Highly variable markers in chloroplast genomes between different species at the genus level have provided abundant informative loci for systematic plant and DNA barcoding research [16,21]. We compared interspecific chloroplast diversity in Scutellaria. We found more variation, with an average nucleotide diversity value of 0.0075, among the three Scutellaria species compared with Machilus [20], Quercus [44], and Lagerstroemia [21]. Scutellaria species are perennial herbs with short life histories that usually evolve relatively quickly and exhibit high substitution rates [45,46]. In this study, we identified six highly variable regions (candidate DNA barcodes), including trnH-psbA, trnK-rps16, petN-psbM, trnT-trnL, petA-psbJ, and ycf1. TrnH-psbA loci are highly variable in most plant groups, and inversions or mononucleotide repeats occur within these loci, which may result in incorrect alignments or sequencing difficulties [47,48]. trnK-rps16, petN-psbM, trnT-trnL, and petA-psbJ have been used in previous phylogenetic studies. The most variable of the identified loci was ycf1, which is the second-largest gene in the chloroplast genome, encoding a protein of approximately 1800 amino acids [17]. The variance of ycf1 was about twice that of the other four loci in Scutellaria (Figure 4). ycf1 may represent the best barcode specific to Scutellaria that is currently available.
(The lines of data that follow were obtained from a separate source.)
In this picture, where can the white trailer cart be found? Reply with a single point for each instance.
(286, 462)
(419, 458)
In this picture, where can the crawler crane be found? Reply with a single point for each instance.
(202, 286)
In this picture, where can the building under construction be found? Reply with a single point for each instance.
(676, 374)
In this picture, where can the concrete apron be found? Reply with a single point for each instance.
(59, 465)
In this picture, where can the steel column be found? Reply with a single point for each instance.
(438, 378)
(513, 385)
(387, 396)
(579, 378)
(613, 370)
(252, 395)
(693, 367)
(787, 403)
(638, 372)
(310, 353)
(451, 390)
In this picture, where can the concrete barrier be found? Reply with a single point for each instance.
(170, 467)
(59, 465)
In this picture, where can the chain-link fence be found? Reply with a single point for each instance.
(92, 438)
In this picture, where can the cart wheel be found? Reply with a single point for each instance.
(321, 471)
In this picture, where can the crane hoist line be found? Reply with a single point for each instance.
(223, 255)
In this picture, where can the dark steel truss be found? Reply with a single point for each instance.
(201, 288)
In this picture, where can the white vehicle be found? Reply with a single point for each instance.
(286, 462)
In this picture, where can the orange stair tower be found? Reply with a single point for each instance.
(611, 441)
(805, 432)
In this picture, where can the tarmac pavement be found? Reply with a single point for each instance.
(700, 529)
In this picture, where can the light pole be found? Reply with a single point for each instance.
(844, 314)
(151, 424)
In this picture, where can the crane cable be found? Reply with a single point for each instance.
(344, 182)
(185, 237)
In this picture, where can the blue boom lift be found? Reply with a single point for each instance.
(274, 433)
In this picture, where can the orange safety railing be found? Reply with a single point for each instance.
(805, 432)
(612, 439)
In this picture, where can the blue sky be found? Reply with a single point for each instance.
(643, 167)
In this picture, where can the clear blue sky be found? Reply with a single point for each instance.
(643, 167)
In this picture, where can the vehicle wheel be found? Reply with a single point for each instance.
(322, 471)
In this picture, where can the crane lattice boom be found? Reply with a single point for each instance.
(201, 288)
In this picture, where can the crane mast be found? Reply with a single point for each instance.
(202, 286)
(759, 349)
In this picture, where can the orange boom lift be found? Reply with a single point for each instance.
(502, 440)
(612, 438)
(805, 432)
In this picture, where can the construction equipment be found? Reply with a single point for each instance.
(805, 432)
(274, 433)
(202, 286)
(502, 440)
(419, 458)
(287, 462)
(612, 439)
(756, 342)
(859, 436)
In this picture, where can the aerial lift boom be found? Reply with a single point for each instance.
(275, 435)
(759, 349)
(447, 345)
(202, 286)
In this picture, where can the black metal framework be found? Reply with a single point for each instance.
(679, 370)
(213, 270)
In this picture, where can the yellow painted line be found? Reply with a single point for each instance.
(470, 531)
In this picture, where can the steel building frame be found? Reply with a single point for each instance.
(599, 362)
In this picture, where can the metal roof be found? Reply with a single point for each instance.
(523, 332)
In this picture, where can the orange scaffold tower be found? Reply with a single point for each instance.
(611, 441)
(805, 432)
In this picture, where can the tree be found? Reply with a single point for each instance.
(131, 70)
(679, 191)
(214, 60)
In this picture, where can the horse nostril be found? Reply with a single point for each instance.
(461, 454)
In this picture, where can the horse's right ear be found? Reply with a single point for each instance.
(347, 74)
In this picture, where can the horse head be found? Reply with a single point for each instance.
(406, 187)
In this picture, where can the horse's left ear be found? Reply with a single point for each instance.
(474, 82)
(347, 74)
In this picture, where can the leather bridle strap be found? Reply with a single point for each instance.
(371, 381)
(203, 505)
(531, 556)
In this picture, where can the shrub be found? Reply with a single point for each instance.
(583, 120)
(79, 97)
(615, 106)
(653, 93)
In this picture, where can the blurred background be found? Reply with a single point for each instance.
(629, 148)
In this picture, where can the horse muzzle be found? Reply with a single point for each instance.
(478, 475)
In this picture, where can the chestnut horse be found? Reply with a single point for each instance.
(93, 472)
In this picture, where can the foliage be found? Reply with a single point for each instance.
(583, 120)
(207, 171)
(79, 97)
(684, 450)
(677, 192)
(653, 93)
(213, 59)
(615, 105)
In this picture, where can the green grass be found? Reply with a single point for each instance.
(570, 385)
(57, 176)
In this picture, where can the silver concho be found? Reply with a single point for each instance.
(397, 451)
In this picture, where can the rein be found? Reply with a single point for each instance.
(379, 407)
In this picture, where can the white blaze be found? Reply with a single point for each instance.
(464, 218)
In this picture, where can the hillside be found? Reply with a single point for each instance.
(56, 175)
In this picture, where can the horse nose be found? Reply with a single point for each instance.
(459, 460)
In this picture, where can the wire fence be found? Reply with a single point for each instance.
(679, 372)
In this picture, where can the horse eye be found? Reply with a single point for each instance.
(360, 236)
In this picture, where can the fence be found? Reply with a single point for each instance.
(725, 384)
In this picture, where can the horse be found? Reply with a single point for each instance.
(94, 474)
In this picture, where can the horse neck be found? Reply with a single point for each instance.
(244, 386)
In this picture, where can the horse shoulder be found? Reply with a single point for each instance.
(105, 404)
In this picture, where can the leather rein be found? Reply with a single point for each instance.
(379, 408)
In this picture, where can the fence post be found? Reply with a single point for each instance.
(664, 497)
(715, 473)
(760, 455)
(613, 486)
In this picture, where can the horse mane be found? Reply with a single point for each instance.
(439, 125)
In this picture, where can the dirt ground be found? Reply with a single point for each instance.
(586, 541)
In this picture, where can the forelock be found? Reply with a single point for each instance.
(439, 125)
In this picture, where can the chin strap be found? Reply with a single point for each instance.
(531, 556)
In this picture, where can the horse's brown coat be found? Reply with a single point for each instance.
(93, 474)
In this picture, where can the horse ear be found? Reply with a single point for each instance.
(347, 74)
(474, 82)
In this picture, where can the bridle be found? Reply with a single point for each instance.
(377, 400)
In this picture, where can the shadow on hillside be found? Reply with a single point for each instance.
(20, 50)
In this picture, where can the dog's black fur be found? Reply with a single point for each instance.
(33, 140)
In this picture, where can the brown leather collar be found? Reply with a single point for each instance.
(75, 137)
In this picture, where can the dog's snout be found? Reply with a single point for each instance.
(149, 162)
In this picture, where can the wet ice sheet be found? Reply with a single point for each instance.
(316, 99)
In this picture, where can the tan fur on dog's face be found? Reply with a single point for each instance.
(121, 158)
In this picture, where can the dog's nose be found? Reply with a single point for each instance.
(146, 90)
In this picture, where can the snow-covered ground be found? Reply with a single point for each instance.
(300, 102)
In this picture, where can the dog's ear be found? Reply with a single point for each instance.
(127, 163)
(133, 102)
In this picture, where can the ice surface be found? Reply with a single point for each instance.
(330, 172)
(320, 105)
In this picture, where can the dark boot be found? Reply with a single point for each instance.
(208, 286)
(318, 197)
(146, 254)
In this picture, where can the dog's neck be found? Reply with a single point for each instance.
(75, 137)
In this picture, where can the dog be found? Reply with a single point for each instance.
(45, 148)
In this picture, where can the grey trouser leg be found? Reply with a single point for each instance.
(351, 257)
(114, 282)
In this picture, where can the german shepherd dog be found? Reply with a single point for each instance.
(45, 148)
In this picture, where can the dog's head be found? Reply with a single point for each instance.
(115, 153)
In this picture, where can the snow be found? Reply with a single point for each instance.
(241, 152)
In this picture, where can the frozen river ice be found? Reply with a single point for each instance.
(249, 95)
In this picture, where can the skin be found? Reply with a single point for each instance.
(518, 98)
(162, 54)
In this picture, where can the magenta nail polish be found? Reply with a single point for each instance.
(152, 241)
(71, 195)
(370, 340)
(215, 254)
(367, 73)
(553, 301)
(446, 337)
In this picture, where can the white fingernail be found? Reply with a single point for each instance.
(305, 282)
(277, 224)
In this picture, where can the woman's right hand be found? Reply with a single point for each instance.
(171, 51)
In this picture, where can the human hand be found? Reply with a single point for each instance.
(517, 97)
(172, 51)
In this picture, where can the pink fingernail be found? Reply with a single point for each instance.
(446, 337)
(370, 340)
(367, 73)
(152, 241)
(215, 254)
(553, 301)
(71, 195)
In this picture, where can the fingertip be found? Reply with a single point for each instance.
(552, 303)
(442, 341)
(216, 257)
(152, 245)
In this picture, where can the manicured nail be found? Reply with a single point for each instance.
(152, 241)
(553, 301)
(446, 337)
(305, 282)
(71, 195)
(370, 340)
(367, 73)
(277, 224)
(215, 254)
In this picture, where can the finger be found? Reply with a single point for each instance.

Within the S. baicalensis group, we were able to retrieve SNPs, SSRs, and indels. A total of 25 SNPs was identified between the chloroplast genomes of the two S. baicalensis genotypes (Table S5). Mononucleotide SSRs (particularly of As and Ts) are the most abundant and widely studied microsatellites in the non-coding regions of the chloroplast genome [49]. Few repeats of more than two nucleotides have previously been reported in Lamiaceae [50]. We classified the identified indels into two types: SSR-indels and NR-indels. Several molecular processes are known to generate indels. Slipped strand mispairing (SSM), which adds or subtracts short repeat sequences, has been suggested as the likely mechanism responsible for most SSR-indels [51,52]. Larger indels are often associated with secondary structure formations and/or localized or extra-regional intramolecular recombination [51]. There were 21 SSR-indels identified in the two genotypes, indicating that these SSRs were polymorphic (Table S6). Indels in the chloroplast genome have been shown to be extremely useful for resolving phylogenetic relationships between closely related taxa and therefore increase the power of intraspecific studies [53,54].

5. Conclusions

The chloroplast genomes obtained from two S. baicalensis genotypes were compared with two other Scutellaria chloroplast genomes, allowing us to compare genomic diversity at different taxonomical levels and to develop intraspecific and interspecific molecular markers. These resources can now be employed to explore the variation of Scutellaria populations and for further evolutionary, phylogenetic, barcoding and genetic engineering studies, in addition to effective exploration and conservation of S. baicalensis.